Will Quinn Accept His $136,000 Pension?

The 65-year-old governor is eligible for a comfortable retirement.

When Gov. Pat Quinn leaves office in January, he's eligible to receive a comfortable yearly pension of $136,000. The question is: Will he accept it?

The Better Government Assocation reports that State Retirement Systems, which is funded by taxpayer money, has offered the six-figure pension to the 65-year-old Chicago Democrat, who cedes his post to Republican Bruce Rauner on Jan. 12. Writes the watchdog group:

The way the pension system works in Illinois: State employees contribute a small share of their paychecks (4 percent at a minimum) toward future payouts, and taxpayers and pension investments cover the rest.

Over the years, Quinn has contributed a total of $190,847 toward his state pension, according to interviews and public records.

That means Quinn could recoup his investment in less than two years. And if he lives another 20 years, an average life expectancy for a man his age, he would (absent pension reform) collect a total of more than $3.6 million, we found.

Quinn's yearly pension in 2035 could reach an estimated $238,476, thanks to generous cost-of-living raises that compound at an annual rate of 3 percent. (Again, this is assuming there's no pension reform.)

Illinois, meanwhile, is short some $111 billion in promised payments to five state pensions, a debt created by years of fiscal irresponsibility and exacerbated by the annual cost-of-living hike. Last year, Quinn pushed a pension reform bill that would 1) freeze cost-of-living increases and 2) boost the retirement age in an attempt to 3) get the state out of the red within 30 years.
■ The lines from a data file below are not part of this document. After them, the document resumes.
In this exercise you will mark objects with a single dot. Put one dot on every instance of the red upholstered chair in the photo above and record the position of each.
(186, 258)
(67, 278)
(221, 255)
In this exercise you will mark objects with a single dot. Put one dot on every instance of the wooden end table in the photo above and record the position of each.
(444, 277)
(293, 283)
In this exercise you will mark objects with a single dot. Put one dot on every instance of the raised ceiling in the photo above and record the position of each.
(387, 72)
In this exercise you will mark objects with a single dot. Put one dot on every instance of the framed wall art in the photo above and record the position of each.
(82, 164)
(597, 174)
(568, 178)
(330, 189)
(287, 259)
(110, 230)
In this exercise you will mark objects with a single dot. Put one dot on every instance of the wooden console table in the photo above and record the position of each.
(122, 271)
On Friday, a Springfield judge declared the bill unconstitutional, punting it over to the Illinois Supreme Court for future deliberation.

"The state of Illinois made a constitutionally protected promise to its employees concerning their pension benefits," stated Sangamon County Circuit Court Judge John Belz. "Under established and uncontroverted Illinois law, the state of Illinois cannot break this promise."

Quinn said in response that he's "confident the Illinois Supreme Court will uphold this urgently needed law that squarely addresses the most pressing fiscal crisis of our time."

A rep for the governor did not respond to Ward Room's request for comment on whether he'll deposit his own pension check after 20-some years of government service.